Mexico’s Secretariat of Economy will stop issuing certificates of origin for exports under free trade agreements with the European Union, the European Free Trade Association and Japan, and exporters must instead obtain authorized exporter status to obtain benefits under the agreements, according to a circular from the Mexican Confederation of Customs Broker Associations. Exporters with existing authorizations on the Registry of Eligible Products for Tariff Preferences for Obtaining Certificates of Origin under the agreements will be given an authorized exporter number. Exporters that want to export more types of goods must file new requests in the registry and certify compliance with origin requirements in the Mexican single window, said the circular, which was posted by Mexican consultancy AJR Comercio Exterior. The new scheme will not apply for merchandise subject to some export quotas and some goods listed in an annex to the Mexico-Japan FTA.

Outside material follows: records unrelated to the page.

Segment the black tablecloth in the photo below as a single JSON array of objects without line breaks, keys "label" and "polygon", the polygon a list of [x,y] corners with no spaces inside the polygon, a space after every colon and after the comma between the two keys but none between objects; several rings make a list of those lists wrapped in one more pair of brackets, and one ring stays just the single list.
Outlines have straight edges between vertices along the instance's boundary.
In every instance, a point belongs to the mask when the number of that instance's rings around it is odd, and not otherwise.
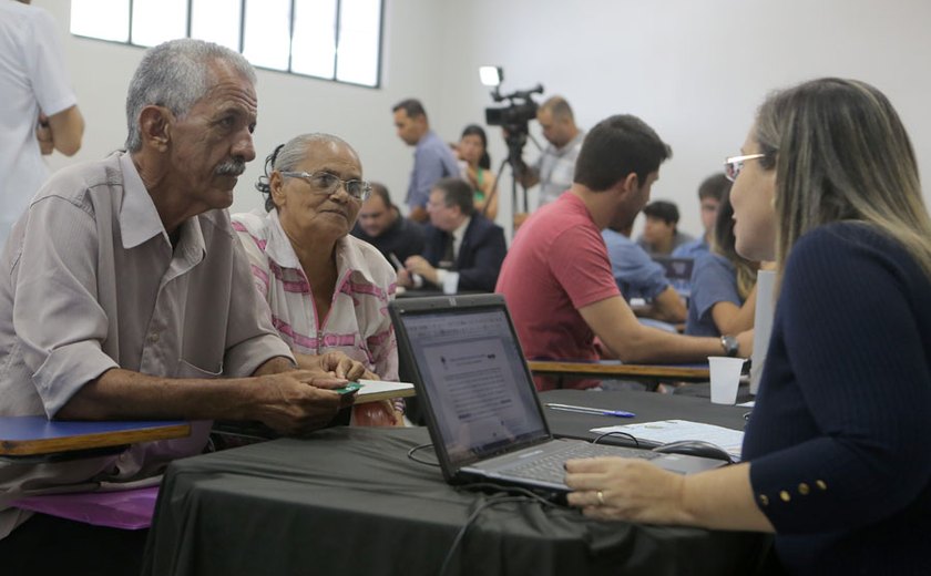
[{"label": "black tablecloth", "polygon": [[[428,442],[426,429],[340,428],[175,462],[143,574],[437,575],[469,514],[495,496],[457,491],[408,459]],[[447,574],[743,575],[764,544],[526,501],[481,512]]]}]

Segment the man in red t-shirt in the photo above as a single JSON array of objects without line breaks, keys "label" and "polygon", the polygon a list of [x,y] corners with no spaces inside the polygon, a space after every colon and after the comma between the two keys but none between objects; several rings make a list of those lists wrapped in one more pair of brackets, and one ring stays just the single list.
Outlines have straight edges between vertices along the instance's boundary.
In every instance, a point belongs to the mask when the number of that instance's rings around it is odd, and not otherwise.
[{"label": "man in red t-shirt", "polygon": [[[521,227],[495,291],[508,301],[528,358],[594,360],[596,336],[625,362],[675,363],[749,353],[749,333],[693,338],[641,325],[611,272],[601,230],[633,224],[659,177],[659,164],[671,155],[636,116],[611,116],[582,144],[572,187]],[[536,384],[552,388],[540,378]],[[585,380],[574,385],[594,384]]]}]

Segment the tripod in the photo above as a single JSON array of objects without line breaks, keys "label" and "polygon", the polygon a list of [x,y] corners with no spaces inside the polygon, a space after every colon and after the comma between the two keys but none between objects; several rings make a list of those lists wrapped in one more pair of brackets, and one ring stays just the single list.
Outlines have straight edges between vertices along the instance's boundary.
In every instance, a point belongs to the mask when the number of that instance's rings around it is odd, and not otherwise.
[{"label": "tripod", "polygon": [[[498,173],[494,175],[494,182],[501,182],[504,166],[511,166],[511,215],[513,217],[518,208],[518,182],[523,179],[524,164],[521,161],[521,155],[524,144],[526,144],[528,133],[526,130],[513,130],[513,126],[511,126],[510,130],[505,128],[504,134],[504,142],[508,144],[508,157],[501,161]],[[495,186],[495,191],[497,188]],[[530,206],[526,197],[526,186],[521,183],[521,188],[523,189],[523,212],[528,213]]]}]

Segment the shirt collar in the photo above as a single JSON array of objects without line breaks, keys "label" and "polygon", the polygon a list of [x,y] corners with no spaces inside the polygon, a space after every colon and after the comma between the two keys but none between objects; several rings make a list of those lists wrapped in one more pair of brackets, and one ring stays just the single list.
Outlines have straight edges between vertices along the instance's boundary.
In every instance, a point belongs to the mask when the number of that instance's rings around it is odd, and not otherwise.
[{"label": "shirt collar", "polygon": [[[297,259],[297,254],[294,251],[294,246],[291,246],[290,239],[287,234],[285,234],[285,229],[282,227],[282,220],[278,218],[278,210],[273,209],[269,212],[268,219],[272,225],[268,226],[265,255],[282,268],[300,270],[300,261]],[[361,251],[355,245],[355,241],[360,240],[356,240],[348,234],[336,240],[337,277],[342,278],[346,276],[347,271],[352,271],[361,275],[369,284],[375,284],[371,268]]]},{"label": "shirt collar", "polygon": [[[120,169],[123,173],[123,205],[119,219],[123,248],[135,248],[158,235],[171,246],[162,217],[158,216],[155,203],[152,202],[131,154],[121,153]],[[196,216],[181,224],[178,248],[194,260],[203,258],[206,253],[201,220]]]},{"label": "shirt collar", "polygon": [[452,230],[452,237],[457,241],[462,241],[462,237],[466,236],[466,229],[469,227],[469,224],[472,222],[471,216],[467,216],[462,224],[459,225],[458,228]]},{"label": "shirt collar", "polygon": [[123,172],[123,206],[120,208],[123,248],[134,248],[160,234],[167,240],[168,235],[155,209],[155,203],[145,189],[130,153],[121,153],[120,169]]}]

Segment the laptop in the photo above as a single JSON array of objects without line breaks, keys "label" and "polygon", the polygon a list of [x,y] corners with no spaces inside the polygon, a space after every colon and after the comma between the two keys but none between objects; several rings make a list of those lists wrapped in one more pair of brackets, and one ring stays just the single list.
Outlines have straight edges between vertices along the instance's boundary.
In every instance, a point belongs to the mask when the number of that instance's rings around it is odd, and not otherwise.
[{"label": "laptop", "polygon": [[500,295],[401,299],[389,311],[405,377],[417,389],[447,482],[491,481],[559,494],[570,491],[563,463],[573,457],[645,457],[681,474],[723,465],[554,439]]}]

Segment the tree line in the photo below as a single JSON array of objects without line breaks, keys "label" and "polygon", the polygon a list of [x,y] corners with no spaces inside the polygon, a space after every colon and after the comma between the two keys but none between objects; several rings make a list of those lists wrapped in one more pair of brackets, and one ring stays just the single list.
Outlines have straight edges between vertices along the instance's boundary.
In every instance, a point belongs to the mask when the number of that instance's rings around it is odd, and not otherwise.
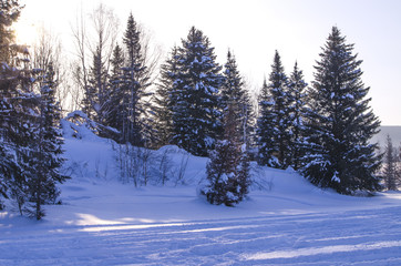
[{"label": "tree line", "polygon": [[[40,218],[40,205],[54,200],[55,183],[66,178],[60,174],[58,81],[51,60],[31,69],[27,49],[12,44],[11,24],[21,10],[18,1],[1,4],[0,34],[8,41],[1,45],[0,192],[17,198],[21,212],[35,203]],[[202,193],[214,204],[233,205],[245,197],[250,160],[292,167],[312,184],[341,194],[381,188],[376,175],[381,155],[378,145],[369,143],[380,121],[361,80],[362,61],[337,27],[319,54],[309,86],[297,63],[286,74],[276,51],[255,109],[233,51],[220,65],[199,29],[192,27],[181,45],[172,48],[154,80],[155,64],[132,13],[121,42],[110,31],[113,17],[102,7],[95,14],[97,39],[90,57],[84,27],[74,31],[73,78],[82,92],[79,106],[95,122],[99,135],[147,149],[175,144],[193,155],[209,156],[209,184]]]},{"label": "tree line", "polygon": [[[253,157],[260,165],[292,167],[311,183],[342,194],[380,190],[376,172],[381,155],[378,145],[369,143],[379,132],[380,121],[369,105],[369,88],[361,80],[362,61],[337,27],[319,54],[309,86],[297,63],[290,75],[286,74],[276,51],[257,110],[233,51],[220,65],[209,39],[195,27],[181,45],[172,48],[151,94],[142,35],[131,14],[123,38],[125,47],[116,45],[110,61],[115,70],[110,74],[113,79],[103,79],[107,81],[103,85],[90,82],[84,88],[84,110],[93,113],[104,129],[116,130],[113,134],[117,133],[117,142],[147,147],[175,144],[194,155],[209,155],[210,187],[223,181],[230,183],[227,176],[238,178],[239,158]],[[99,58],[93,54],[90,75],[99,73],[101,80],[100,73],[107,72],[96,61]],[[111,95],[105,103],[96,100],[103,95],[102,88],[109,88]],[[228,149],[232,142],[235,151]],[[234,152],[236,160],[223,154]],[[216,163],[222,157],[234,160],[234,166],[229,164],[234,168],[223,166],[223,161]],[[223,173],[224,167],[229,173]],[[209,192],[205,190],[205,194]]]}]

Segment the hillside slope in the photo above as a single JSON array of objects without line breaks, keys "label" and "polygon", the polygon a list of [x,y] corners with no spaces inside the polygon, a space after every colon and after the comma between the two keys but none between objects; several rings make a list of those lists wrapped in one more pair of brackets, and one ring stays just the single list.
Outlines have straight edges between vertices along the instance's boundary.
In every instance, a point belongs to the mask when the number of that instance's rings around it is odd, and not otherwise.
[{"label": "hillside slope", "polygon": [[249,197],[214,206],[197,195],[206,158],[164,147],[166,184],[155,175],[135,188],[119,178],[115,144],[81,137],[64,145],[73,178],[62,205],[45,206],[42,222],[0,213],[0,265],[401,264],[400,193],[342,196],[254,164]]}]

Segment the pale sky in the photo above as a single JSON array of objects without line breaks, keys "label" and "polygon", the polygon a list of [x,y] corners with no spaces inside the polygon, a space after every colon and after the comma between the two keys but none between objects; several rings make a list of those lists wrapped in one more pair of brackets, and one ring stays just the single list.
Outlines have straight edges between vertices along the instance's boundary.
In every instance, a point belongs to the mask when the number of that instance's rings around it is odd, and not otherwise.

The State Department is maintaining a foreign terrorist organization designation on Jundallah, an Iran-based militant organization, according to a notice scheduled to be published July 2 in the Federal Register. The State Department said the circumstances that warranted Jundallah’s original sanctions “have not changed in such a manner as to warrant revocation of the designation.” The State Department is scheduled to publish another notice that lists several new aliases for Jundallah, also known as People’s Resistance Movement of Iran (PMRI), including the Army of God and the Baloch Peoples Resistance Movement.